A report prepared by the Maersk Group affirms that the Panama Canal expansion will provide scale economies with improved transit times and lower maritime transportation costs. It will also alter trade routes, where the greatest benefit is expected to be seen on the West Coast of Latin America, as the canal is a strategic route for trade with Europe and Asia, and many ports in this region have already made the necessary investments in infrastructure. This site compares the differences in draft, width and length between the old locks and the new locks of the Panama Canal.
Products and areas that will benefit the most
The expansion represents the largest project in the Canal since its construction 102 years ago. Its course, 74 kilometers long, enables maritime traffic between the Pacific Ocean and the Caribbean Sea, saving up to 8,000 kilometers from Ecuador to Europe through Panama, compared to the journey from the southern tip of South America through Cape Horn, which is only navigable during five months of the year due to climatic reasons.
This means, for example, that bananas from Ecuador can reach consumer markets in Europe and Asia quicker than ever before. Fruit, fish and refrigerated products from across Latin America require special treatment to preserve their state during travel. The expanded canal – together with evolving technology in temperature-controlled containers – offers better opportunities for these exports and ensures their quality when reaching new markets.
José Barbero, Dean of the Transportation Institute of the National University of San Martin, Argentina, points out that liquefied gas exports departing from the Gulf of Mexico or Trinidad and Tobago towards South America, for example, can now circulate easier and with lower freight costs. “The Panama Canal expansion is the crystallization of a trend affecting the waterways and the entire port system in the world, which is the need for larger vessels in order to achieve scale economies”, said Barbero.
And precisely because larger vessels are traveling these routes is that the region’s ports must adapt with new infrastructure to be able to receive them: from locks to draft, to the size of the cranes, berthing sites and access to ports, among other improvements. The American Association of Port Authorities estimates that the United States will invest approximately US$ 155 billion towards these ends. South American ports are also in the race to expand.
Global trade is at its lowest point in decades, whereby the full benefits of the Panama Canal expansion will not be seen until the demand hikes. However, the project has driven long required investments in infrastructure in the Americas, so whenever trade improves the continent will be ready to manage it.

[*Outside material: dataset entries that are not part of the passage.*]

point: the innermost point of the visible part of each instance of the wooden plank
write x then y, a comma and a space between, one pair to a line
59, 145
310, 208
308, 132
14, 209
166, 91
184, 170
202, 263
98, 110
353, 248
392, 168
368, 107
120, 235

The expansion is expected to gain a 10% share of the container traffic between Asia and the United States from the ports of the West Coast of this country to the East Coast by 2020, according to a recent report by the Boston Consulting Group and the supply chain management firm C.H. Robinson Worldwide Inc.
Additionally, according to Enrique García, President and Chief Executive Officer of the Development Bank of Latin America (CAF), the high logistics costs borne by countries in the region will go down, “which currently stand between 18% and 35% of the value of the products; it will have a direct impact on international trade and on the cost of living for the population, especially on that part which is living in remote and isolated areas.”